When Z1 and Z2 are very close, what happens?

Answer 46

Most of the energy/intensity is transmitted.

Question 47

When Z1 and Z2 are very different, what happens?

Answer 47

Most of the energy/intensity is reflected.

Question 48

How can reflection be minimised when using a transducer against a patient’s skin?

Answer 48

Since the impedances of air and skin are very different, most of the intensity would be reflected.
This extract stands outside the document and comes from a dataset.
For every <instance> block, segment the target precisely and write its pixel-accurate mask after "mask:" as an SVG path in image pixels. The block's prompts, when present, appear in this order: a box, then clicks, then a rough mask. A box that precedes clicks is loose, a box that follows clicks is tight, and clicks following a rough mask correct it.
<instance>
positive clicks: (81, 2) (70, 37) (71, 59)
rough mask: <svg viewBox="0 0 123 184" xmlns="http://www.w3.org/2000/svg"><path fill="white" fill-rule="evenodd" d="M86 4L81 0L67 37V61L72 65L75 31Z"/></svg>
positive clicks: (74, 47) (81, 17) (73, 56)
However, using an impedance matching gel between the transducer and the skin (that has a Z similar to skin) minimises reflection.

Question 49

Define the Doppler Effect.

Answer 49

When there is a change in frequency of a

wave when it is reflected or emitted by a moving source.

Question 50

What is Doppler imaging?

Answer 50

A non-invasive technique to measure blood flow.

Question 51

Explain the process of Doppler imaging.

Answer 51

1. Ultrasound waves are sent into a blood vessel
2. The iron in the blood cells reflects the waves back to the transducer and the frequency is shifted depending on the direction and how fast the cells are moving

Question 52

Give the formula for the change in frequency of the ultrasound waves during Doppler imaging.

Answer 52

∆f = (2fvcosθ) / c
f = original frequency, v = speed of blood flow,
θ = the angle between the probe and the direction of blood flow
c = the speed of ultrasound in blood.